İYİ OKUMALAR
Confess It Baby 16. Bölüm ~
Suya atlayan ve atlamanın yarattığı kabarcıklar yüzünden kim olduğunu seçemediğim kişi tarafından sudan çıkarılırken hala düşündüğüm tek şey o cadalozun dolgun saç tellerini kökünden ayırmaktı. Gözlerimi açık tutmaya çabalarken zaten başımda bana bunu haykıran birilerinin olduğunu fark etmem biraz uzun sürmüştü. Gözlerimi açmamla birlikte tekrar kapadım, kornealarım! Suni tenefüs yapmak üzere eğildiğini düşündüğüm kişinin buklelerini gördüğüm anda bir elimi göğsüne dayayarak onu ittim. Boğulma meselesini soracak olursanız, şuan deli gibi öksürüyorum ve zaten onun çıplak göğsüne dokunmanın verdiği elektrik hissi her şeyden uyandırıcı. Ya, sahi. Ben onu neden ittim bilen var mı? Sanırım şu soruyu sormalıyım: Şey, az önce o dudaklar kimi öptü bilen var mı? Ben.

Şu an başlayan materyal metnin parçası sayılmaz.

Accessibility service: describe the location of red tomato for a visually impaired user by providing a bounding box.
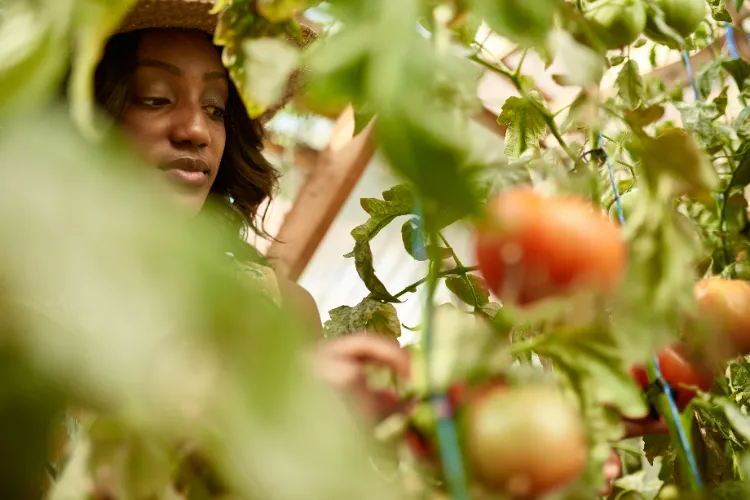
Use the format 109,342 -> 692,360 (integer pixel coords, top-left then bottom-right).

"Teşekkür ederim, bundan sonrasını kendim halledebilirim." Diyen Niall'a döndüm. Şuan selam-ben-kıskanç-sevgili rolünü oynuyor olmalıydı. Bunu Harry'e yaptığına göre beni kurtaran da Harry olmalıydı. Harry omuz silkip önümde toplanan kalabalıktan uzaklaştı. Ona sarılmayı planlarken, şey yani Niall'a, üstüme atlayan ve hıçkıran Lee'yi teselli etme durumu sayesinde bunu yapamadım.
Yatın durduğu yerde hemen suya atlamıştık, bir de hepsinin,
'Sen boğulmamış mıydın?' sorularına aynı cevabı vermiştim, 'Panikten panik.'
Öğle olana dek onu pek fazla görmedim, güneş kremi almaya ön tarafa gelmişti ve birkaç kere de içecek almak için falan. Öğlen olduğu zaman da gelmedi yanlış anlamayın, ben gitmeye karar verdim.
Gittiğimde eğer onları Scarlett ile öpüşürken görmeseydim -belki daha da ilerisi için hazırlanıyorlardı kim bilir- yanına ilerleyip ona teşekkür edecektim. Fakat şimdi içimden geçen tek şey Niall'ın dün söz ettiği 'romantik öpücükler' kısmıydı. Ekstra ateşli ve kıskanılacak türden olanlardan.
Birkaç metrecik sürüklemenin ardından ona fısıldayarak olanları anlattım ve,
"Romantik öpücük kısmının tam zamanı sevgilim!" dedim. Kahkaha atmasıyla Scarlett'ın şeytansı bakışları bizden tarafa döndü. Ha-ha. Niall'ın dudaklarına kenetlendim ve 'Arkadaşınız olan sahte sevgilinizle nasıl öpüşürsünüz 101' adında bir kitap yazabilecek kadar öpüştük. Gerçekten neden bu kadar rahat davranabiliyorum bilmiyorum. Belki de Niall'ın bunu yanlış anlamayacağı kadar yakın arkadaşım olduğunu bildiğim içindir veya bundan etkilenmeyeceğini biliyor oluşum?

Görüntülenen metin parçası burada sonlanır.